If you've looked at Nanook of the North, Robert J Flaherty's documentary feature, the first of its kind, its hard not to think of it being slightly romantic.
The natives are portrayed as noble savages. The title cards suggest a Disney-esque landscape of white, white snow and more purer times past.
This slight heavy handedness, editorally, on behalf of Flaherty didn't take away from his film. If anything, it made it more marketable to mass audiences. People came in droves.
It did however stick in the gullet of another film maker, film theorist and all rounder, Russian Dziga Vertov.
Vertov, a communist in Russia in the 1920s, wanted something else from reality. He didn't like the slightly romantic versions of reality, nor did he like the way documentary filmmakers like Flaherty constructed 'stories' from reality.
He didn't like stories at all. He considered, which is fair enough, that stories themselves, the very notion of a story, was a way to control people; to make them think the way you want them to.
He hated this level of what he considering brainwashing and went looking for something purer.
In doing so, he laid foundations which many modern documentary filmmakers continue to refind and become inspired by all over again.
For instance. He was fond of just rocking up at a place (he liked normal places, like cafes, and bars, and libraries, where normal people worked, not ice bergs where native people fished) and without telling anyone, he'd just start filming.
Or he'd hide behind plants, and film from there.
He was desperate to catch reality, without reality catching him.

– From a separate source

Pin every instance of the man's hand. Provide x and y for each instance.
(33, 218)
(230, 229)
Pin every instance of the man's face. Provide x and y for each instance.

He was an experimenter. Much like you, the student whose having a go for the first time.
All these thoughts were pushed into a body of work known as Kino-Pravda (meaning ''film truth").
Kino-Pravda was a series of news reels.
They didn't have stories and were simply descriptive happenings. Like people building a railway.
Or, in this example, a group of women threshing corn.
What do you think of this style? What's good about it?
Oh, he didn't put the music on. Best to mute this. He had music composed specially, apparently, but its not on this!